The defined contribution industry needs a dictionary to sort out different interpretations of auto features, and a prominent trade group has come to the rescue.
The Defined Contribution Institutional Investment Association has prepared a “definitional framework” so sponsors, providers and others can find common ground in defining such DC plan practices as auto enrollment, auto escalation and re-enrollment.
“Everyone comes at it from a different perspective,” said Joshua Dietch, co-chairman of DCIIA's retirement research board and primary author of the auto-features dictionary. “We found that in many cases, a lack of consensus caused confusion,” and confusion inhibits sponsors' offerings of auto features.
Terms causing the most confusion are “qualified default investment alternative re-enrollment” and “non-safe harbor re-enrollment,” Mr.

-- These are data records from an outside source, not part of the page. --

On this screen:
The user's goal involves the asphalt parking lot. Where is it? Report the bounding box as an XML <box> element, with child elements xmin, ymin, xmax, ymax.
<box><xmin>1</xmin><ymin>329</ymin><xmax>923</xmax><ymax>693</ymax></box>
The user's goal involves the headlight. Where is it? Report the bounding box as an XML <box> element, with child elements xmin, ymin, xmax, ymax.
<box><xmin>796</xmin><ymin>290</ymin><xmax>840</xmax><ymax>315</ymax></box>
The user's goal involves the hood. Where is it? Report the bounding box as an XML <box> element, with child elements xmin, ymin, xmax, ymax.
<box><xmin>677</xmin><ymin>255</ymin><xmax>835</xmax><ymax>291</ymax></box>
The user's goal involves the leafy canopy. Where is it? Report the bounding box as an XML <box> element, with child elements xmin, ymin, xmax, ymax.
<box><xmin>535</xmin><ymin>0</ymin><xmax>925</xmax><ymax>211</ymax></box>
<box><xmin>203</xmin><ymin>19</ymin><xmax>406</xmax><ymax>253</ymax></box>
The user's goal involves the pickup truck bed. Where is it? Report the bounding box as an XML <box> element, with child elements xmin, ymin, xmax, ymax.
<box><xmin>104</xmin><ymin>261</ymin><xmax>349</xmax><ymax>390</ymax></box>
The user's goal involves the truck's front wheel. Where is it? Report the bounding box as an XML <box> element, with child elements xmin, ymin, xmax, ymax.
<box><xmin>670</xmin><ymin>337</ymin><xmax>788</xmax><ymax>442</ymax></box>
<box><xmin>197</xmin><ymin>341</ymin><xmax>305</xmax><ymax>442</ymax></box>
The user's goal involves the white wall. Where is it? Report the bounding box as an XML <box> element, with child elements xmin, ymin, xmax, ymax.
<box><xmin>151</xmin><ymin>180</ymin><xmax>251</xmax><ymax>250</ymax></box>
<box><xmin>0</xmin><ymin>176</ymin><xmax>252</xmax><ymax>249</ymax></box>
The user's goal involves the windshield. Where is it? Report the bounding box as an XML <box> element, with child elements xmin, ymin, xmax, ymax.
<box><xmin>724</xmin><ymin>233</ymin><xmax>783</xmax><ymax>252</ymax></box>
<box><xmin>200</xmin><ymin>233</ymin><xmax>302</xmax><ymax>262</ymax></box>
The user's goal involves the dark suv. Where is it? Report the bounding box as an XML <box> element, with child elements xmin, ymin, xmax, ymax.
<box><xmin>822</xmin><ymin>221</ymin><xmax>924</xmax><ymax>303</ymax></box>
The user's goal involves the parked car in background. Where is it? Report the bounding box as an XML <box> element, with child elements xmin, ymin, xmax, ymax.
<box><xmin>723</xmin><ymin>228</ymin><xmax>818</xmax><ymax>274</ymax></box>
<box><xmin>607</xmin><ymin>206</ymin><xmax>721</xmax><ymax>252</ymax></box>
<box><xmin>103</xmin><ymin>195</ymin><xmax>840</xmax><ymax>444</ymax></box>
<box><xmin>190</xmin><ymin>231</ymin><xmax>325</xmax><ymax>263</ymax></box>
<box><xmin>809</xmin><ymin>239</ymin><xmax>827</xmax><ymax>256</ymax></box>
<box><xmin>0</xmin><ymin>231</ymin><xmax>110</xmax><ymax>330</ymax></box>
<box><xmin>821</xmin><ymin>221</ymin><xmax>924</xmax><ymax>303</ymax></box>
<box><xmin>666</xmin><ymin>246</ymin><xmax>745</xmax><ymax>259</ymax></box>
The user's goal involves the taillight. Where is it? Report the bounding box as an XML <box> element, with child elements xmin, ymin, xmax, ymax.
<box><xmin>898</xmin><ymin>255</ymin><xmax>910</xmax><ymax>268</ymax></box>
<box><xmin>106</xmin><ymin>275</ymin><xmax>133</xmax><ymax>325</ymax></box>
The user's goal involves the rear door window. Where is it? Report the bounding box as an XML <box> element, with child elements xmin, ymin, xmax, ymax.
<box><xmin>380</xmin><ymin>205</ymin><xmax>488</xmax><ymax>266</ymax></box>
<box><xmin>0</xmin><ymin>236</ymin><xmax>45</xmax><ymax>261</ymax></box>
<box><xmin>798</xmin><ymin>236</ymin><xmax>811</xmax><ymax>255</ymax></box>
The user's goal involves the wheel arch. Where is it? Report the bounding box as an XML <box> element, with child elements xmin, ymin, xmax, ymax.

Dietch said, the New York-based head of retirement and institutional research at Strategic Insight, an investment research firm that is a DCIIA member.
DCIIA acted after conducting a survey of 471 sponsors about auto features in 2014 and 2015. “It became readily apparent that they weren't all talking about the same thing,” Mr. Dietch said.
The two-page DCIIA dictionary is “not intended to be all-encompassing,” the introduction to the document says. “Rather, they represent a common framework for discussing auto features” to improve sponsor adoption rates.